There is a great deal of value to be found in finding a successful mentor- someone who is looking out for you and advocating for your success. Without my mentor in the early years of my legal career I would have been lost in the substantive, technical, and interpersonal aspects of my law firm practice. The right mentor can change everything.

When choosing your mentor, keep the following guidelines in mind:

1. Choose Someone Internal

Your mentor should be someone internal (and not your uncle who is a lawyer in the Cayman Islands). Your mentor should be in a position to help you decipher and navigate your specific office dynamics.

2. Choose Someone In Your Practice Group

Choosing a mentor in your specific practice group will ensure that your mentor can help you on a day to day basis with any substantive questions you may have. Your mentor may also prove to be a good source of work when you are slow.

3. Choose Someone Who Is Trustworthy:

From time to time, you will have to rely on your mentor to help you negotiate sensitive issues, whether personal or legal practice related. Your mentor must be someone you can trust. While trust is a difficult thing to gauge at first, seek out someone who does not gossip or speak badly of others. This is the type of mentor who will keep your confidences, as well.

4. Choose Someone Who Is Sociable

The best mentors are sociable and well-liked in your office. If your mentor is an outsider, he or she will likely not be in a good position to help you understand and integrate into your firm or other legal practice.

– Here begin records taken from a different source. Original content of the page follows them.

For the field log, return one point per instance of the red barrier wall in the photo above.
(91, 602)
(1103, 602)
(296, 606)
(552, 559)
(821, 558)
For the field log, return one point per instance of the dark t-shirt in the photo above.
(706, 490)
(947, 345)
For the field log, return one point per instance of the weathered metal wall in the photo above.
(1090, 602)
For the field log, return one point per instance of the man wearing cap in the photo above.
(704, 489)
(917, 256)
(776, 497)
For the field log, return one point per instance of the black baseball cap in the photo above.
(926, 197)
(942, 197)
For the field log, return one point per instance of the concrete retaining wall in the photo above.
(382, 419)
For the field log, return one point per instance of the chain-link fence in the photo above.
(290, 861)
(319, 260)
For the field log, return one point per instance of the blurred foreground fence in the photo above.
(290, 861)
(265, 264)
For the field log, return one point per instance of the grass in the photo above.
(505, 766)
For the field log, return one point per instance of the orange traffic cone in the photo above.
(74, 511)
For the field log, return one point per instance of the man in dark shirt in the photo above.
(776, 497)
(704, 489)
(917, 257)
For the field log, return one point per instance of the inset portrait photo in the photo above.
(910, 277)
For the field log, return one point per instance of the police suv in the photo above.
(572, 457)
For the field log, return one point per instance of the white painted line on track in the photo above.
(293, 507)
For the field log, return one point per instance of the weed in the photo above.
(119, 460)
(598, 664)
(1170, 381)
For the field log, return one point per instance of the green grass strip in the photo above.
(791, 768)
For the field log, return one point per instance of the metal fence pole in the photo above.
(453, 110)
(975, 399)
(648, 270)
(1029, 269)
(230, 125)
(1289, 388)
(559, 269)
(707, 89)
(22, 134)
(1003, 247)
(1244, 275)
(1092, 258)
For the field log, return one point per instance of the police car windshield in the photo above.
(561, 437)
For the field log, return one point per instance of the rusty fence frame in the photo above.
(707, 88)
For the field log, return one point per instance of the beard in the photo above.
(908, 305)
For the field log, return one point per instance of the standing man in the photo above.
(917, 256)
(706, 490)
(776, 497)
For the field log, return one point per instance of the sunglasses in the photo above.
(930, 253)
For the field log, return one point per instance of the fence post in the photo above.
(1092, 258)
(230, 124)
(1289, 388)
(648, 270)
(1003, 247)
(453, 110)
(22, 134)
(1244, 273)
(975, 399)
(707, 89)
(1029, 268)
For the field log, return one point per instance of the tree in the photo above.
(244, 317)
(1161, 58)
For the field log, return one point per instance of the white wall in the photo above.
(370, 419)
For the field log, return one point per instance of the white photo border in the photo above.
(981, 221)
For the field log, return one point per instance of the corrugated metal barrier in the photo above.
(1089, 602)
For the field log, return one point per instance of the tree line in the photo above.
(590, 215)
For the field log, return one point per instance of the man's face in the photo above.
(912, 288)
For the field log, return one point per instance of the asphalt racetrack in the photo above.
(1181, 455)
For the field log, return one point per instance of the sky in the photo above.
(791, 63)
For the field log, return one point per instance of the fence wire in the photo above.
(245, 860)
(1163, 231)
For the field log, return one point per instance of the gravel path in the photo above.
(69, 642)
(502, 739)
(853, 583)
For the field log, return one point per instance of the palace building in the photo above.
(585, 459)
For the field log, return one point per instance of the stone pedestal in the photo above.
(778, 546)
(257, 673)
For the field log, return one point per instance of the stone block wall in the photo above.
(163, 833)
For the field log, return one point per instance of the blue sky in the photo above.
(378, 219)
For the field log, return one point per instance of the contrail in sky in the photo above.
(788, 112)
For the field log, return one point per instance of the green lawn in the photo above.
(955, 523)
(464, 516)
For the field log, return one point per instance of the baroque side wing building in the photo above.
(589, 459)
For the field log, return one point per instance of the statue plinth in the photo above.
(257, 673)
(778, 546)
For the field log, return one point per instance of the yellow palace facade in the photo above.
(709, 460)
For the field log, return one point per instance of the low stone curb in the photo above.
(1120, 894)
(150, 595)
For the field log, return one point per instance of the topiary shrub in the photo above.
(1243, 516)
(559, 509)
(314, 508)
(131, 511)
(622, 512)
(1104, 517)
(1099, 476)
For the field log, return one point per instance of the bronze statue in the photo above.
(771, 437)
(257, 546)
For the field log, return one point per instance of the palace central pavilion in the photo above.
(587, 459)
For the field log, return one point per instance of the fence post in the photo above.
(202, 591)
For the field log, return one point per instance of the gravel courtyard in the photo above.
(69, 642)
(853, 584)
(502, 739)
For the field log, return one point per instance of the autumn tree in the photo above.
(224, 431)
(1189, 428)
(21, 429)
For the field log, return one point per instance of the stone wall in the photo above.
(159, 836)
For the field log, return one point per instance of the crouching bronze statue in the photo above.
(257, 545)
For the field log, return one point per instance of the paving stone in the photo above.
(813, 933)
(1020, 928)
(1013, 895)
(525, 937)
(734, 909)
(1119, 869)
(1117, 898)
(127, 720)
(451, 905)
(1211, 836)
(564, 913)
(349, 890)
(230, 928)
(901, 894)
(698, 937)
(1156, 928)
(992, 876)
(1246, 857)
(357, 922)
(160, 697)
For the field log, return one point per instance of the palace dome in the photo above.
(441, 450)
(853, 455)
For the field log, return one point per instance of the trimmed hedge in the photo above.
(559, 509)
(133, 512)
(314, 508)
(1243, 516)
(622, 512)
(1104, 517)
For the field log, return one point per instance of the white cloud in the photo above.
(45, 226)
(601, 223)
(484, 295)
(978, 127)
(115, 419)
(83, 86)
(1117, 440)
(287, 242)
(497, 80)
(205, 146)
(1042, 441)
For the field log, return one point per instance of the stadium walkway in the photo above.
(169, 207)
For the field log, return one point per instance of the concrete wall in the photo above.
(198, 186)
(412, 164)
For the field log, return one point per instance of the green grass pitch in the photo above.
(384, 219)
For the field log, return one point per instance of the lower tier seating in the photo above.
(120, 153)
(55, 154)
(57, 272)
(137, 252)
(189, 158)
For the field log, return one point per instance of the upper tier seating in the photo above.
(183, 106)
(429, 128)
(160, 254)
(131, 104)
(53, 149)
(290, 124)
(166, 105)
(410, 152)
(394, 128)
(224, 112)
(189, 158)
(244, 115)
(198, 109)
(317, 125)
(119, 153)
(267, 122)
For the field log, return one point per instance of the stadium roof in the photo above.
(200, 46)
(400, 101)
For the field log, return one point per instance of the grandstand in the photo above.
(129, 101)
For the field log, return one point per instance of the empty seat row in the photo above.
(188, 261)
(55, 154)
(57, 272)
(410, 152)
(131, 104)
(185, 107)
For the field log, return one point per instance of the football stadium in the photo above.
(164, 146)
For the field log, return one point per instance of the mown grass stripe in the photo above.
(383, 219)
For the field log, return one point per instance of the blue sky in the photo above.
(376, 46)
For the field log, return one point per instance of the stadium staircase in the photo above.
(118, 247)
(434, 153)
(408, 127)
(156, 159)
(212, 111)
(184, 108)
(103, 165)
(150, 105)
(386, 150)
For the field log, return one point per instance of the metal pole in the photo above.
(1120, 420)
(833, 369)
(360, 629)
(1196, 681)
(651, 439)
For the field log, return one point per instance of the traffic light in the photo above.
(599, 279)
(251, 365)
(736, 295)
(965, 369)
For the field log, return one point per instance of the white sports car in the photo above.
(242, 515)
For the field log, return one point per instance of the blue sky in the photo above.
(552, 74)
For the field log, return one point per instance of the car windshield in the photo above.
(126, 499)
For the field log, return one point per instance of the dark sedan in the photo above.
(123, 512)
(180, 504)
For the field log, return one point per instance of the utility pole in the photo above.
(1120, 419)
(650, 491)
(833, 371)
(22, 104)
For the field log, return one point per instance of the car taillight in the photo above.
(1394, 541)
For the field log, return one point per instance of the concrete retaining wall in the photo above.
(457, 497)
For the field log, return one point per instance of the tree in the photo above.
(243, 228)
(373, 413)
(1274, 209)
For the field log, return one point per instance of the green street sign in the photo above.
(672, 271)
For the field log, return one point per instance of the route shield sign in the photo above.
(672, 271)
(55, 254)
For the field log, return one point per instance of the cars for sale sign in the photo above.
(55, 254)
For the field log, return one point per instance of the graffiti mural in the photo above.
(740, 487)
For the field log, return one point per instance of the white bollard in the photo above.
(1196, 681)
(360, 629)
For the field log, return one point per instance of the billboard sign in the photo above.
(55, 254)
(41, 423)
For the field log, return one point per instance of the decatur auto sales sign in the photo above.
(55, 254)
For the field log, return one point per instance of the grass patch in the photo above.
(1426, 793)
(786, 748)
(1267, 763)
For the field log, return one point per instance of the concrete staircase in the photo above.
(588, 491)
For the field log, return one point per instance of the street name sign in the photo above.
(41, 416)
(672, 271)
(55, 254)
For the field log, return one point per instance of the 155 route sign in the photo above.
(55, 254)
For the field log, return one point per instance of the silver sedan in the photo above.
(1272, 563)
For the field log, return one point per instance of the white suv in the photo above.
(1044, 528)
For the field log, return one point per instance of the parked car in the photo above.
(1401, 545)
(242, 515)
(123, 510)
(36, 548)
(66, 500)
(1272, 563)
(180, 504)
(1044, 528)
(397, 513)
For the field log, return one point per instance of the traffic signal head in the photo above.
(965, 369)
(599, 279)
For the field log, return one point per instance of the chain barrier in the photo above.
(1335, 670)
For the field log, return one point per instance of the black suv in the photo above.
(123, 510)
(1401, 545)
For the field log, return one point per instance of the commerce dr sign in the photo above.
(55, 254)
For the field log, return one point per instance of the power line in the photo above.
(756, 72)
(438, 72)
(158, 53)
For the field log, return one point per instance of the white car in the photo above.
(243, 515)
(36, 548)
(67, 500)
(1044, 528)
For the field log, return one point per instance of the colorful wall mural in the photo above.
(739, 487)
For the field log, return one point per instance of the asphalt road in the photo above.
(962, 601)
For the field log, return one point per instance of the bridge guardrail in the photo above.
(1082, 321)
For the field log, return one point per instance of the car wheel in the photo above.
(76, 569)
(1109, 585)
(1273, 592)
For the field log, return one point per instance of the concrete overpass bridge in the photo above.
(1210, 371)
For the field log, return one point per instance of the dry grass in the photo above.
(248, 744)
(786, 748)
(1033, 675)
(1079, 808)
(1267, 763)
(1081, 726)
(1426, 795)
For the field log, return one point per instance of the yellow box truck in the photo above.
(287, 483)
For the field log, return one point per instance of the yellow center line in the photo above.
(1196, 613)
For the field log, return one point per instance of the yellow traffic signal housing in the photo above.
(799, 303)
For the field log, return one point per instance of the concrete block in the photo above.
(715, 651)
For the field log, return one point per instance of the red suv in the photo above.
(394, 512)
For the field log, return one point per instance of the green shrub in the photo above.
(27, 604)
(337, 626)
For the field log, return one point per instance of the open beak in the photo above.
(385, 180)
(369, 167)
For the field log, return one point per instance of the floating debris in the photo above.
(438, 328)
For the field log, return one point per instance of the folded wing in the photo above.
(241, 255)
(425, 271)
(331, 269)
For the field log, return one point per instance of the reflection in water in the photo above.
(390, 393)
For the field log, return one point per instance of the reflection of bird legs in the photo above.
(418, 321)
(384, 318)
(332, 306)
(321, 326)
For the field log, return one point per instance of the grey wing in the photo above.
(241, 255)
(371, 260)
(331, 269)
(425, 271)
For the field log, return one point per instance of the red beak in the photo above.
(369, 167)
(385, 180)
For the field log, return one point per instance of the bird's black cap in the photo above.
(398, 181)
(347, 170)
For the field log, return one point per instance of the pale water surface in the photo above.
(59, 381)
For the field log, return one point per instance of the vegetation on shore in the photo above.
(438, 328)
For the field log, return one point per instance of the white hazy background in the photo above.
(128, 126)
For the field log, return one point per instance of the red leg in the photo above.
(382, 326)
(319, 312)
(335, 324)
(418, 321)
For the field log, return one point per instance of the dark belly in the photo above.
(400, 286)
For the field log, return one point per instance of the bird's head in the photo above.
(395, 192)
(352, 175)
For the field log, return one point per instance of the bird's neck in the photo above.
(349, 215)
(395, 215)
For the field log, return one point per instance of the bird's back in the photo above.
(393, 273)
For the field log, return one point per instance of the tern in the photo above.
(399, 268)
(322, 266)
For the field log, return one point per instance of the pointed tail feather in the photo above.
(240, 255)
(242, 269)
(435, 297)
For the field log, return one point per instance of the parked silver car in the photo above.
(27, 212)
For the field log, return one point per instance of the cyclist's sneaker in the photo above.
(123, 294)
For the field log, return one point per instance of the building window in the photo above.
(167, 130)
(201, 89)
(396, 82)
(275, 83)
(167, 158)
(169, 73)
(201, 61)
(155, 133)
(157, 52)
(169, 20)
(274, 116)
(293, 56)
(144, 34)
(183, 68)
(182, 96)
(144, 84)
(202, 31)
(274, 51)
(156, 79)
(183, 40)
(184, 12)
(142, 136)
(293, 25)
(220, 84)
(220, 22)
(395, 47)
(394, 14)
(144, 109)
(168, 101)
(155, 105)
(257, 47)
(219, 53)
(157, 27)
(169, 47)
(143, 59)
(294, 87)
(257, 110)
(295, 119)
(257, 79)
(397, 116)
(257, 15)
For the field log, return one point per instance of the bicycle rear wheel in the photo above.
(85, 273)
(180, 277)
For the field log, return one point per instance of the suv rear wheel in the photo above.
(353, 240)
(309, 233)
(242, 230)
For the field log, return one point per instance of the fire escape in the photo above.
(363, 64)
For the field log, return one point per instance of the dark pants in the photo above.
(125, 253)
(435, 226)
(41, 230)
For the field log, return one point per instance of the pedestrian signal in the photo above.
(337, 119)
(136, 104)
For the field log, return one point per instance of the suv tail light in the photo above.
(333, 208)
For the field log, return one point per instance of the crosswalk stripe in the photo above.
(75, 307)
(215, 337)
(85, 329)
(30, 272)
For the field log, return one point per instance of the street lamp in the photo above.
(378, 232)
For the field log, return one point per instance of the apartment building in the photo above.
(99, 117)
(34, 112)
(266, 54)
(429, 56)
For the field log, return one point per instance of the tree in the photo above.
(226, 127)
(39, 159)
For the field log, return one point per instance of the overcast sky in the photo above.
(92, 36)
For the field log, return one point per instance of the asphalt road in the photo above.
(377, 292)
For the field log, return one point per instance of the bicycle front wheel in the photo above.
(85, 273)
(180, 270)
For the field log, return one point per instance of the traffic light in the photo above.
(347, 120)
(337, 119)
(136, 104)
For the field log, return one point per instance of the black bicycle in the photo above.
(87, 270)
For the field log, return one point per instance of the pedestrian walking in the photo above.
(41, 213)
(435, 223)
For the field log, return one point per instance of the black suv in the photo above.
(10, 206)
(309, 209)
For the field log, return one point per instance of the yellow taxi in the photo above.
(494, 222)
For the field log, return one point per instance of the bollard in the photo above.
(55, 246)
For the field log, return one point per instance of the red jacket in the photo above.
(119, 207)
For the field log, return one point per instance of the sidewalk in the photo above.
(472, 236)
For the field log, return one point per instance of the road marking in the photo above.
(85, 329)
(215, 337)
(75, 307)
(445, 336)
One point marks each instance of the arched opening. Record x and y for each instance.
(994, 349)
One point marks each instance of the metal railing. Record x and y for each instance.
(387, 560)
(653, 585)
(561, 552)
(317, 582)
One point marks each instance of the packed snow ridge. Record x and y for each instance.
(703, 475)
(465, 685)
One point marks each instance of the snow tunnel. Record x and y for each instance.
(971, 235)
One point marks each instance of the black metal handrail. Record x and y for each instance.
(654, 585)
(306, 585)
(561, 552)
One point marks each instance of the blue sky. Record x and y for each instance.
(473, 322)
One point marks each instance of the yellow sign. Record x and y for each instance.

5. Choose Someone Who Is Reasonably Busy

While this may sound counter intuitive, you want a mentor who is well-regarded from a work standpoint. As mentioned above, a busy mentor will prove to be a good source of work, as well. (Of course, when relying on your mentor be mindful and respectful of his or her time.)

6. Choose Someone Who Has Been With Your Office 5+ Years

It is important that your mentor actually understand your substantive legal practice as well as the office in which you practice. In fewer than 5 years, it is difficult to have a comprehensive understanding of either of these things.

Finally: Make an effort to secure mentorship early in your career, and strive to be a mentor to someone more junior to you down the line.